I turn away so that Ewan won’t see me crying.
‘I’m sorry,’ Ewan says behind me. ‘I don’t know what I thought would happen. You were just – unexpected. A distraction. It might have been another path.’
‘I’m sorry too,’ I say, and begin
to walk away. He catches my arm.
‘Do something for me,’ he says urgently. ‘I know I don’t deserve it and I know I shouldn’t ask. But do one last thing.’
‘Why should I?’
‘Because you’re right, your mother saw something in me. Because you did.’ I can smell the whisky on his breath. His hand is hot on my arm.
‘Agree to meet me on Monday,’ he says. ‘No, Monday’s too early, I could still do it. Tuesday. Agree to meet me Tuesday.’
‘Why?’
‘I can’t tell you, not now. Say you’ll meet me somewhere, anywhere, somewhere away from here. Meet me in Greenwich, near the Meridian Line. That’ll do. At noon.’
His words are so urgent.
‘Why?’ I ask again. ‘I’ve given you enough chances. Can’t you tell me whatever you need to tell me now?’
‘I can’t. And I might not be able to tell you then, either. But if I can’t tell you, I won’t show up.’

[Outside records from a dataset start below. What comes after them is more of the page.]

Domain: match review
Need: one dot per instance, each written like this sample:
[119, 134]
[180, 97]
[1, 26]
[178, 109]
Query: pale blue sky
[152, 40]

‘You want me to agree to meet you all the way over in Greenwich but you might not even be there.’
‘If I’m not there, it won’t be your fault. It’ll be mine. Don’t wait for long. And if I don’t turn up, forget all about me. Forget I even asked you. It’ll be for the best.’
‘I don’t understand.’
‘You don’t need to. I probably won’t be there. Just say you will. Tuesday, at noon. It’ll either be too late, or it won’t.’
This close, I can see more changes in Ewan. There are threads of silver in his hair, at his temples. I don’t recognize his scent.
This intensity, however, I know. The colour of his eyes, too, though they are tired.
‘All right,’ I say. ‘I’ll be there.’
Chapter Fifteen
THE SCENT DOESN’T come until Ewan and I have parted and I’m walking towards the underground station. But then suddenly the air is filled with frangipani and I stop and look around, convinced that Ewan has followed me again, that he’s behind me and is about to put his hand on my shoulder, and this time when I turn around he’ll say all the things that he was supposed to have said. About how he’s missed me and has thought of me all these years. About how he remembers this feeling, this love love love.